During June 2021, Soni was part of TedxLondon's Big Queer Conversation. He spoke about the importance of volunteering and his plans to write and create content for children - in March 2022, he received funding from Arts Council England to begin researching his book. Anick has been working with Queer Leadership collective WeCreateSpace to deliver and facilitate learning for people on a wide variety of issues linked to LGBTQIA+ lives. Anick is on the advisory board for Kalda (LGBTQIA+ Mental Health App) In 2022, Anick contributed to Milly Evan's book 'HONEST: Everything They Don't Teach You About Sex and Relationships'. Anick joined the board for The Privilege Project in 2022 which aims to change the conversation around people's privilege and lived experience.

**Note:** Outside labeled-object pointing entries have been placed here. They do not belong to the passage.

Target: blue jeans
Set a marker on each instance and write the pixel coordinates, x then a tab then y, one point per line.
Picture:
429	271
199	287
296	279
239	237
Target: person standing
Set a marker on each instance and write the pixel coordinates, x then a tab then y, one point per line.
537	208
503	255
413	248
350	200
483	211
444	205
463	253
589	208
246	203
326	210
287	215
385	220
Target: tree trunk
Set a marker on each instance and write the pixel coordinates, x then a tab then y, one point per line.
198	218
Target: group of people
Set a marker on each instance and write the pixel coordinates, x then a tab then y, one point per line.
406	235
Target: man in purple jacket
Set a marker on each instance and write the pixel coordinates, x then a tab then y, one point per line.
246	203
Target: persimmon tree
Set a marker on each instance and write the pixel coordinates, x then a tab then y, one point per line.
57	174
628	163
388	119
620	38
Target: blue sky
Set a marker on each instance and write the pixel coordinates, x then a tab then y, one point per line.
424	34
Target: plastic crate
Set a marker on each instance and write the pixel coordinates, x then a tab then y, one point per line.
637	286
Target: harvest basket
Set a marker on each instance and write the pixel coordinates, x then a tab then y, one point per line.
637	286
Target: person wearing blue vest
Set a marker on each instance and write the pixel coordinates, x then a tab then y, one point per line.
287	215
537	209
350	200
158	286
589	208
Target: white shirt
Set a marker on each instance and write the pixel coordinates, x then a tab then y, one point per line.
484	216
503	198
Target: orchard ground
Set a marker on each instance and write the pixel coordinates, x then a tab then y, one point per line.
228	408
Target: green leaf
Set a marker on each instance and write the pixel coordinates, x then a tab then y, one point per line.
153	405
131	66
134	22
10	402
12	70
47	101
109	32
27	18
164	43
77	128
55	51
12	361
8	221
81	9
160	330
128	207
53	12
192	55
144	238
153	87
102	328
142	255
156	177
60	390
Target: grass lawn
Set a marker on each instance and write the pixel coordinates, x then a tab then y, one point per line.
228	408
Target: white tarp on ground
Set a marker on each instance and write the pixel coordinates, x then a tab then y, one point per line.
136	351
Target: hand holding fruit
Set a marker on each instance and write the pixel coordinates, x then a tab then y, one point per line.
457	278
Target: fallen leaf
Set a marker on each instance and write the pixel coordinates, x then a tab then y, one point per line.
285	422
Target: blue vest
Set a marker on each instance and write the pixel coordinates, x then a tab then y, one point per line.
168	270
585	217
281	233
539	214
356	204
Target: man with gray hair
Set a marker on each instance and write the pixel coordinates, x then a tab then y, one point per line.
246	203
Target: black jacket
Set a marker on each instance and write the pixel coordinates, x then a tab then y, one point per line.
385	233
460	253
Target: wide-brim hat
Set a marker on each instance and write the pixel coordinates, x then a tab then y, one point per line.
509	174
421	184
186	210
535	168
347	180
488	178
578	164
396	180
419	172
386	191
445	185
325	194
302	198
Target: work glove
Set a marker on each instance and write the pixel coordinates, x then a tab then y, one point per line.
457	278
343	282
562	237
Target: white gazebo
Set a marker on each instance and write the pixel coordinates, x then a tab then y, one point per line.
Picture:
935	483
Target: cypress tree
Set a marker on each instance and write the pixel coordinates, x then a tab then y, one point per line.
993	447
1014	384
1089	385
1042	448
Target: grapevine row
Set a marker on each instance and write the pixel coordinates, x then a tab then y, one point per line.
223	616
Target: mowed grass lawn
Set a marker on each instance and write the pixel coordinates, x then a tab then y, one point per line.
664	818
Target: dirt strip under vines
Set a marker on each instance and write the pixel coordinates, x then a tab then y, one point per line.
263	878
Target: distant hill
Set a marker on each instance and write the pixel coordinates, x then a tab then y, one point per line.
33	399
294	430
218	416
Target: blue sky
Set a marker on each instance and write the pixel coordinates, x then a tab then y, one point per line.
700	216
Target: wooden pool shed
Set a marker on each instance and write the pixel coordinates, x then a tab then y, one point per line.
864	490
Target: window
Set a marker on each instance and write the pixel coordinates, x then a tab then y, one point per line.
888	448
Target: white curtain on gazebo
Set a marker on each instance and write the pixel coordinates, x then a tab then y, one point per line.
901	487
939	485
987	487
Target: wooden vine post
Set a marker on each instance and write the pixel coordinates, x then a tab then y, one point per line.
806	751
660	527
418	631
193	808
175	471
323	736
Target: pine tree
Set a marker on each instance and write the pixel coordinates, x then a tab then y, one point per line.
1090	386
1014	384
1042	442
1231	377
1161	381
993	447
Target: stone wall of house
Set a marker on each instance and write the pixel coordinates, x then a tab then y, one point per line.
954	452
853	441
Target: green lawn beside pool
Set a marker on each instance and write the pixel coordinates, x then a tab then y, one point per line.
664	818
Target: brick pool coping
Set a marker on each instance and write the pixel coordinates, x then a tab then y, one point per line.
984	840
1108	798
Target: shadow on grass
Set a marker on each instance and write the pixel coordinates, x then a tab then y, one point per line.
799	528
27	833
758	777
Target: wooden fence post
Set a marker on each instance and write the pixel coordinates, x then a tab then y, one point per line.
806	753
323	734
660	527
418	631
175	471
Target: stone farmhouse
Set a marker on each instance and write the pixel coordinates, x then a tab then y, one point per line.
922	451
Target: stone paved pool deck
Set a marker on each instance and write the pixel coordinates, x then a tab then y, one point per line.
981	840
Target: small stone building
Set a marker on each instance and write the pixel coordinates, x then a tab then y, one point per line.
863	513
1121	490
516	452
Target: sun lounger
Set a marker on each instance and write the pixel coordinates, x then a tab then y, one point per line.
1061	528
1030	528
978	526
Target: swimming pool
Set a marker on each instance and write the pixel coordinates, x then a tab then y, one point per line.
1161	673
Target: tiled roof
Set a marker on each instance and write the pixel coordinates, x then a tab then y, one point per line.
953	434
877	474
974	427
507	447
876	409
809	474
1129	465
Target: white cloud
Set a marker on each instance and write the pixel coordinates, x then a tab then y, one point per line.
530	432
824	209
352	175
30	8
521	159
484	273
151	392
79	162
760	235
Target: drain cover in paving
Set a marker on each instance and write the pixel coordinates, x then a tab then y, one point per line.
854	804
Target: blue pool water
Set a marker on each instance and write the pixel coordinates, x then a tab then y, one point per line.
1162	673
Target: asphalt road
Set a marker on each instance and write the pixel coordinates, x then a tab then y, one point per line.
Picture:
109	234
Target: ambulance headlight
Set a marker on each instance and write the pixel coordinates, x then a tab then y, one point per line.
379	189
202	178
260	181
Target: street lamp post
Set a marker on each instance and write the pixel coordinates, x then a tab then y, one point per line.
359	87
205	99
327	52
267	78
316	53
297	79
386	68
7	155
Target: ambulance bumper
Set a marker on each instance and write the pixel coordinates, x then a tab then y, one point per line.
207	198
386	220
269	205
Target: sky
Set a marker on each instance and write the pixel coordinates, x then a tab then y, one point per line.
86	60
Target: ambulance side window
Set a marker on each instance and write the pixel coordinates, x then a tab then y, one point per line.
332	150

Anick was involved in the GREAT Campaign for the UK Government in 2023. In the global campaign, he speaks about his experience of finding his voice, the power of storytelling, and the diversity of LGBTQIA+ communities in the UK. He shares his affinity with Golden Boy, a book by British Author, Abigail Tarttelin. During Pride Month 2023, Benefit Cosmetics included Anick and Yasmin Benoit as part of their RainBrows Campaign, making Anick and Yasmin the first intersex, and asexual people to be in their global campaigns respectively.

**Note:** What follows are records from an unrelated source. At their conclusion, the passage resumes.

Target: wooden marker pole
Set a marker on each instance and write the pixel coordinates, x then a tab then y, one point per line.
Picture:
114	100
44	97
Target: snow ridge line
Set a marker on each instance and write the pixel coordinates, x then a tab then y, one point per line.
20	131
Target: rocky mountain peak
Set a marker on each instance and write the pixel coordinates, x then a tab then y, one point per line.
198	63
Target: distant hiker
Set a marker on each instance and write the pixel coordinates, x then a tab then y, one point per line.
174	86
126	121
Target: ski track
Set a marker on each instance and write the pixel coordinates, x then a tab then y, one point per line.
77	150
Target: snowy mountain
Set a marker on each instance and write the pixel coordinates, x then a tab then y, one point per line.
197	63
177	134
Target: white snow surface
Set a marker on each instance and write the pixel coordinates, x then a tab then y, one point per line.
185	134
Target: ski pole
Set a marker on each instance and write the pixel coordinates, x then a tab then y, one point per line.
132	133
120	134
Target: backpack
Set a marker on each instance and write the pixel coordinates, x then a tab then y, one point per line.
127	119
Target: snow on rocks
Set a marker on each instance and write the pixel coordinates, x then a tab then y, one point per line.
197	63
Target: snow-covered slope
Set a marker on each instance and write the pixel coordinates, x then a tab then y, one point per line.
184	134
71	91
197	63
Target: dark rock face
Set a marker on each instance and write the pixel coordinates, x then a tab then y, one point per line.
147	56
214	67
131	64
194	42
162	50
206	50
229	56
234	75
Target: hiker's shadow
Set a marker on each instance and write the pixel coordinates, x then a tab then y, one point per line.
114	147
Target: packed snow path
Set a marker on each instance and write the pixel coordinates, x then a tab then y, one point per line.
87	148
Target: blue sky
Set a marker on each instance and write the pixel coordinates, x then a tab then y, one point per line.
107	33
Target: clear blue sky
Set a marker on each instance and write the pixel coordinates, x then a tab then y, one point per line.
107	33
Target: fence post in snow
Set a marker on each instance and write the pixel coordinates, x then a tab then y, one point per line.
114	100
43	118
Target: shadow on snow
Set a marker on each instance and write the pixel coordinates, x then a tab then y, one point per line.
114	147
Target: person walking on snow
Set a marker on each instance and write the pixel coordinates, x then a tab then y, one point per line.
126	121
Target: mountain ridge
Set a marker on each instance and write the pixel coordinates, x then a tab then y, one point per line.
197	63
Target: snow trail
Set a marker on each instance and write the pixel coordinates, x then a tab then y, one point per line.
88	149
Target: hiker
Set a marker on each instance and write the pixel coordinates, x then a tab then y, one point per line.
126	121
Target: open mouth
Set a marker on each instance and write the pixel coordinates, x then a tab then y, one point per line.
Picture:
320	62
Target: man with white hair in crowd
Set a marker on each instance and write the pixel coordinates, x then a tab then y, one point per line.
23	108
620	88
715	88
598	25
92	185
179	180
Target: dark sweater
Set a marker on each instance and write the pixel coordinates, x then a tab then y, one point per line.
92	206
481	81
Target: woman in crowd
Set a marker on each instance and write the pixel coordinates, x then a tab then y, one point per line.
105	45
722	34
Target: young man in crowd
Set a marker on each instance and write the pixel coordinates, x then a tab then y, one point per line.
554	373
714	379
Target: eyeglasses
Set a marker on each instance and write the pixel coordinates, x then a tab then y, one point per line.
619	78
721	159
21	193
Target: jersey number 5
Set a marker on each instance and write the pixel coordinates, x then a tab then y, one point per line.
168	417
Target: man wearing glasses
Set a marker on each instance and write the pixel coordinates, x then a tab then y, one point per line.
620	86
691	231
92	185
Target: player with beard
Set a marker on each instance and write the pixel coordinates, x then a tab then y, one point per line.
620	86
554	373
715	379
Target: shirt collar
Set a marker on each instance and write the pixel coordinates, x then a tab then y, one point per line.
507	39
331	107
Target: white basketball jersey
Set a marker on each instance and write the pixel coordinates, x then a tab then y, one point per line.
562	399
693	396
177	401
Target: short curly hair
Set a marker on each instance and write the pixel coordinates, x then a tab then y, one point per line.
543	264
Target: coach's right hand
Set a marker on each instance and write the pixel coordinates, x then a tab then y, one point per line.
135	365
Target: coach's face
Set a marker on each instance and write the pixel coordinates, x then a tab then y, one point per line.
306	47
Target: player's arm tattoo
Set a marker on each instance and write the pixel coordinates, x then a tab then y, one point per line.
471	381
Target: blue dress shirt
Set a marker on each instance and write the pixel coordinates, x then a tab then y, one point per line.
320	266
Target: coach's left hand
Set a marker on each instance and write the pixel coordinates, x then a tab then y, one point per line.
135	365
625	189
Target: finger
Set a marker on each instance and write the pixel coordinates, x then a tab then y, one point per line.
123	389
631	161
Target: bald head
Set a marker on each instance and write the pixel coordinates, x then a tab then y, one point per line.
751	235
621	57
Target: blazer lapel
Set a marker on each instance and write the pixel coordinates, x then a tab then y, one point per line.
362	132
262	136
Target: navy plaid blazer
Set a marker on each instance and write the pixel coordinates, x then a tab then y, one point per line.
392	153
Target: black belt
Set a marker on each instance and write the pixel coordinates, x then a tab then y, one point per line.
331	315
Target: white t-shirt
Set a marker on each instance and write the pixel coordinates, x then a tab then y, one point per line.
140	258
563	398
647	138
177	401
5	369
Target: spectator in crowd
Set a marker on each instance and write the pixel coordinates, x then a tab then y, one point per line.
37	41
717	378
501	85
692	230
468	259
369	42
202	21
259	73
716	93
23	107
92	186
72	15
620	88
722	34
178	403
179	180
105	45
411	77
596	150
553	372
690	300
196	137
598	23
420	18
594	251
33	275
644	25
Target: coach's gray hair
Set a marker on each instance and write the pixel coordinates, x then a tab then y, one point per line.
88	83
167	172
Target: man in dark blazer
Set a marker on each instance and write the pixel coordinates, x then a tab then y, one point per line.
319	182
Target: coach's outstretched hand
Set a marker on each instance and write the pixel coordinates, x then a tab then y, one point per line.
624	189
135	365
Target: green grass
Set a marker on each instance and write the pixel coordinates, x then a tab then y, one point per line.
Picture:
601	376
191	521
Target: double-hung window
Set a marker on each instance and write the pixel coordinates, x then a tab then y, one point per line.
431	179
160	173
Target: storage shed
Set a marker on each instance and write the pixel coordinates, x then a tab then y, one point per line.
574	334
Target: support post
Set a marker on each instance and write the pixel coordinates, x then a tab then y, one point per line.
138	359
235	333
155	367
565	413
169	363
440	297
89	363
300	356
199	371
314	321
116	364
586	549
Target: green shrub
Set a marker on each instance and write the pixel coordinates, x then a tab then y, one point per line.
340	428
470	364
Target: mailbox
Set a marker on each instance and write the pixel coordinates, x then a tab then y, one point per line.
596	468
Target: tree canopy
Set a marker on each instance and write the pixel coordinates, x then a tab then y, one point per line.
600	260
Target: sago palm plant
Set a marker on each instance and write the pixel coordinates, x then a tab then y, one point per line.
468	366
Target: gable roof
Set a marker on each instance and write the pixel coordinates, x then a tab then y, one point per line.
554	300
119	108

== Selected bibliography ==
- Soni, Anick (May 10, 2024) "Gemma Collins was told to abort her intersex baby, but we deserve to live too" METRO. Retrieved 14 May 2024.

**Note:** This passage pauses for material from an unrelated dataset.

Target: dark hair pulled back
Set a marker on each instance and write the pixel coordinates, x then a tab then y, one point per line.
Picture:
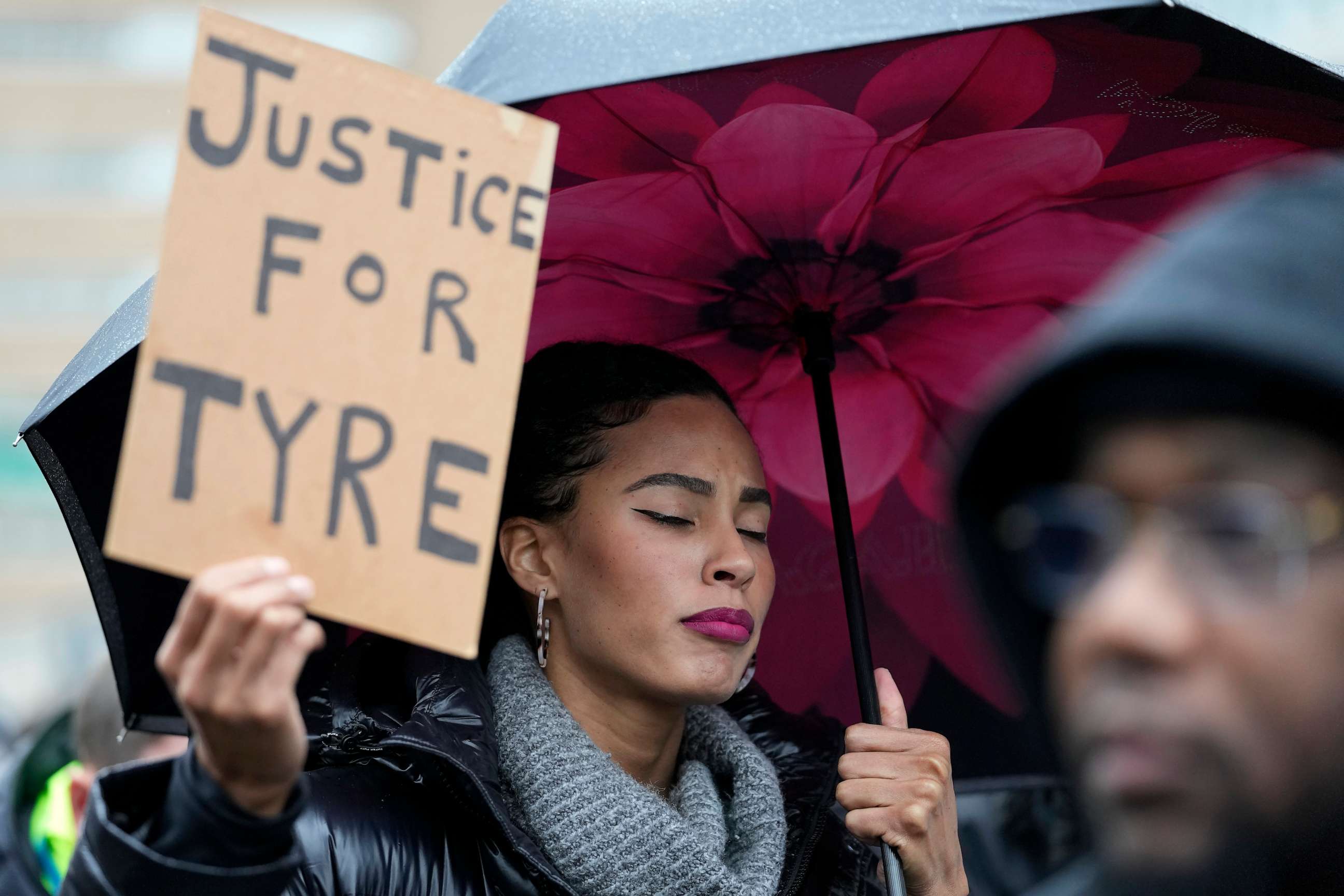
571	394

- Soni, Anick (October 26, 2023) "Dating as an intersex person" GAY TIMES. Retrieved October 26, 2023.
- Soni, Anick (April 2, 2022) "Make Queer Films For Us, Not About Us.". QueerAF. Retrieved 4 April 2022.
- Soni, Anick (February 25, 2022). "Who Am I?". We Create Space. Retrieved 4 April 2022.
- Soni, Anick (January 31, 2022). "Dani Coyle's New Podcase Celebrates Intersex Joy". Dazed. Retrieved 25 March 2022.
- Soni, Anick (November 16, 2021). "Building Queertopia". BBC Sounds. Retrieved November 16, 2021.
- Soni, Anick (2019). "The realities and complexities of being a Black intersex woman"
- Soni, Anick (2019). "Telling Caster Semenya her body is not normal damns the future of sport"
- Soni, Anick (2018). "Why I Made A Film About Being Intersex"
- Soni, Anick (July 13, 2018). "What Does It Mean To Be Intersex - Queerstory". MTV UK. Retrieved July 10, 2021.

== Recognition ==

Soni is a Fellow of the Royal Society of Arts. In 2019 he was awarded the Gay Times 'British Community Trailblazer' award in recognition for his work on intersex activism within the LGBT+ community. In 2021, he was recognised as part of the Matter of Culture Honours. In 2012, he was selected as a torch-bearer for the Summer Olympics torch relay. In March 2022, Soni was awarded funding as part of Develop Your Creative Practice by Arts Council England to begin work on his debut collection of short stories for children. Anick was named in Gay Times in a timeline of individuals and organisations who have positively impacted LGBTQ+ life in Britain since the first Pride march in 1972.